I have my own Apple TV I can manually verify that it worked as expected, which is notable because the agent can't test or lie about this pipeline because it does not have access to the Apple TV.

That is not hallucination or psychosis. If you want, I can release all the prompts I used. (EDIT: Sure, why not, here are the prompts. If I don't complain about something in a followup prompt, assume it worked correctly: https://gist.github.com/minimaxir/30fa820daa1392da13026ec6aa... )

A lot of this really seems to be pattern matching on superficial similarities when the meat of the issue is probably the more important one. I think for LLM usage to be compared to gambling, it has to be a) universally negative-sum in the long run, and b) extremely addictive. a) seems very unlikely to be true, even if it is sometimes negative. b) seems to be the case for some subset of programmers, but again I would not assume this just because someone uses some statements that are sometimes uttered falsely by gamblers (the siren song of those statements being that if they were true, the gambling would be a good thing. That means the truth of those statements matters and should not be assumed to be false like they are more obviously so for gambling).

  • the key comparison is variable reward.

    That 'triggers a surge of dopamine and creates highly addictive habits' [thanks Gemini!]

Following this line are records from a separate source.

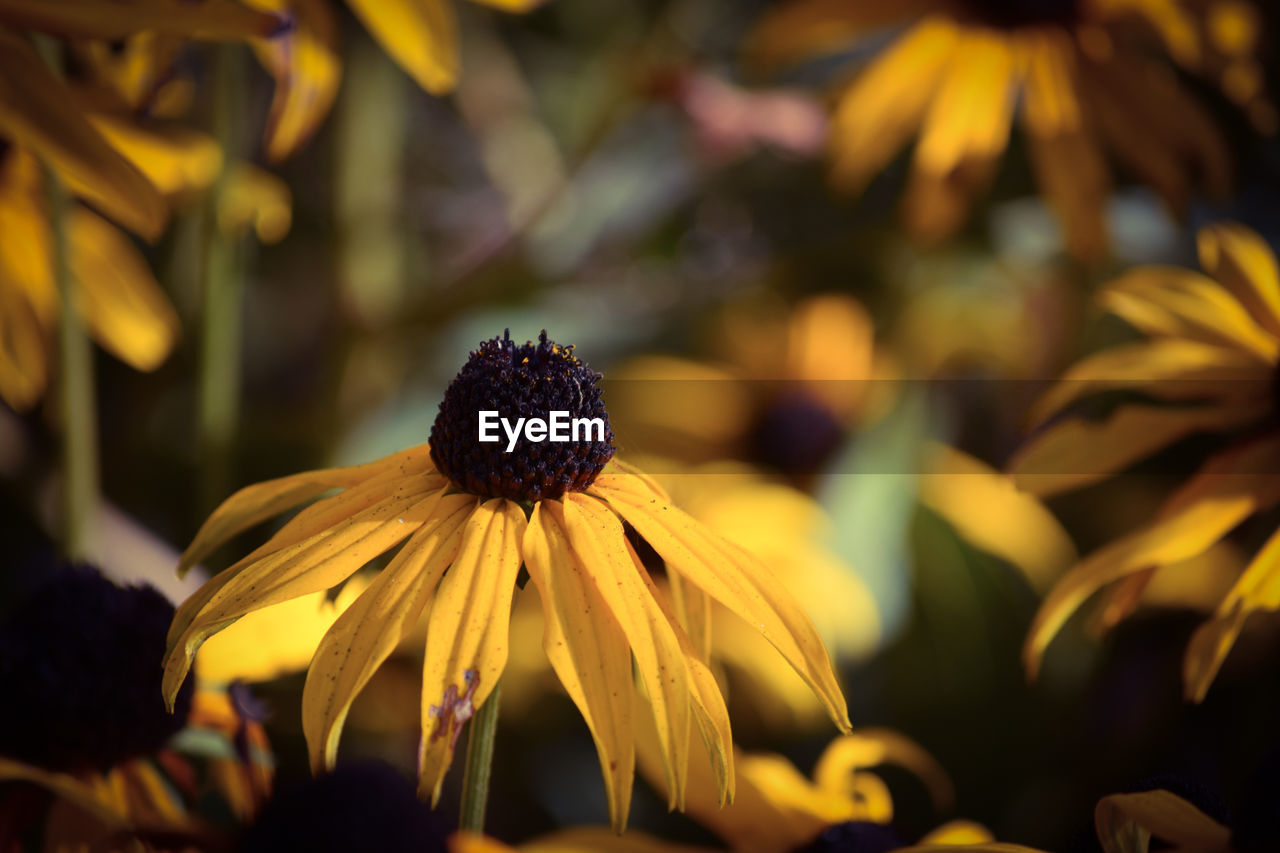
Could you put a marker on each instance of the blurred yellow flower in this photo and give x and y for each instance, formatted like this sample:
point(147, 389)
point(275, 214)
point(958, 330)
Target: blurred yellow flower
point(1078, 73)
point(122, 304)
point(460, 507)
point(421, 36)
point(156, 797)
point(1210, 365)
point(777, 808)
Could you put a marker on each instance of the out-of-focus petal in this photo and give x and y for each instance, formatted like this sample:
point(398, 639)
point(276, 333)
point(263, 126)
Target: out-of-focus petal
point(173, 159)
point(864, 748)
point(1066, 158)
point(1169, 301)
point(1240, 261)
point(371, 628)
point(588, 649)
point(255, 199)
point(959, 833)
point(123, 305)
point(791, 32)
point(420, 35)
point(1257, 589)
point(23, 349)
point(1161, 813)
point(37, 113)
point(214, 19)
point(1229, 488)
point(992, 514)
point(1168, 369)
point(470, 624)
point(887, 103)
point(1075, 452)
point(306, 67)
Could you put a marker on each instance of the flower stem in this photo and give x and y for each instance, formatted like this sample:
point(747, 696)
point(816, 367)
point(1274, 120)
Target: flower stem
point(80, 473)
point(222, 299)
point(475, 783)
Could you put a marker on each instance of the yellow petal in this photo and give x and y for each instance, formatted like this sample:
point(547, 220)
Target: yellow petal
point(1228, 489)
point(319, 562)
point(1169, 301)
point(1257, 589)
point(371, 628)
point(259, 502)
point(65, 787)
point(420, 35)
point(39, 113)
point(216, 19)
point(588, 651)
point(1165, 368)
point(23, 349)
point(1124, 821)
point(959, 833)
point(306, 67)
point(597, 538)
point(174, 159)
point(469, 626)
point(590, 839)
point(255, 199)
point(1065, 155)
point(734, 578)
point(988, 511)
point(123, 305)
point(1075, 452)
point(1242, 263)
point(864, 748)
point(972, 112)
point(887, 103)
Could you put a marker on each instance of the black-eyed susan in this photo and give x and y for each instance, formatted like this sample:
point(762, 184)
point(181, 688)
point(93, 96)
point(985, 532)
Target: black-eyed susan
point(1208, 366)
point(420, 36)
point(470, 515)
point(1080, 76)
point(82, 719)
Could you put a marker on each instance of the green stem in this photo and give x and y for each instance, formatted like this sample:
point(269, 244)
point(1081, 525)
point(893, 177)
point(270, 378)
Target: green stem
point(80, 473)
point(222, 300)
point(475, 784)
point(80, 487)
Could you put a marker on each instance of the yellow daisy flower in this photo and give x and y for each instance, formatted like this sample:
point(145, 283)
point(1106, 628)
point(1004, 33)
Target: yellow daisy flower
point(1208, 365)
point(1078, 74)
point(470, 515)
point(420, 36)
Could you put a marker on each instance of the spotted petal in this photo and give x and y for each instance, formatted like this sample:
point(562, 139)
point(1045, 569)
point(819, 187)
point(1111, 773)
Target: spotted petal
point(734, 578)
point(373, 626)
point(318, 562)
point(600, 544)
point(469, 626)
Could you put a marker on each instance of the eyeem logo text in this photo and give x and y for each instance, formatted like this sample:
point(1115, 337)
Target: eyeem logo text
point(558, 427)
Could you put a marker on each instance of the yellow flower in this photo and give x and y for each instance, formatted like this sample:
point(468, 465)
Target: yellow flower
point(122, 304)
point(1210, 365)
point(421, 36)
point(156, 796)
point(460, 507)
point(1072, 71)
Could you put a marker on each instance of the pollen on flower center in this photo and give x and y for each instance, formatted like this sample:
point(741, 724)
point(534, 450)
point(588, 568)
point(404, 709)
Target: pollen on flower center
point(521, 382)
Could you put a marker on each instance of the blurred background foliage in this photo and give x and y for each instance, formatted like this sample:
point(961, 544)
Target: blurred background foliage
point(616, 174)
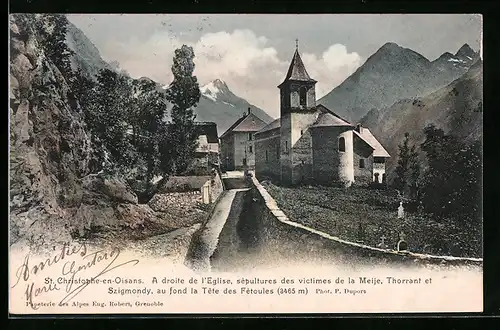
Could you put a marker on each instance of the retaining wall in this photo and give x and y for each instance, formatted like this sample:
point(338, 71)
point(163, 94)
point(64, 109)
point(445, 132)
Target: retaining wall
point(274, 233)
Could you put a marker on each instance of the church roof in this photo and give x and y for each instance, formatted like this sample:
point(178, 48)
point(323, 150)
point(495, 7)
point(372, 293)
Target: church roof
point(297, 71)
point(273, 125)
point(330, 119)
point(367, 136)
point(247, 123)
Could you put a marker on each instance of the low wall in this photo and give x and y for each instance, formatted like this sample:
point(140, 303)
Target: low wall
point(216, 187)
point(274, 233)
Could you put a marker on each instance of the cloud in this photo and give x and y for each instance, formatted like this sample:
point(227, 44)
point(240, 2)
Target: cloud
point(332, 68)
point(251, 67)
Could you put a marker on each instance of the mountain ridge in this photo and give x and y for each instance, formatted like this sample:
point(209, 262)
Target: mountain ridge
point(394, 72)
point(456, 108)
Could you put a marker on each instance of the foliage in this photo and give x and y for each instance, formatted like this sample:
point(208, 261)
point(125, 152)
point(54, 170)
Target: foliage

    LLM use for code generation does exactly that, sometimes it works amazingly, sometimes it fails inexplicably. Whether it is negative sum or not doesn't really matter. Indeed it may well prove to be negative sum, especially if we step back a bit and consider the business benefit of the code produced, not just lines of code or even features produced.

    • I think whether it's negative sum or not matters quite a lot, really. The variability of the outcome is a thing that might create some addictive components, but it matters a lot whether it's something with positive effects with some potential negative effects that may need to be managed, or whether it's the same as gambling, and I think it's extremely unlikely that it is the same as gambling.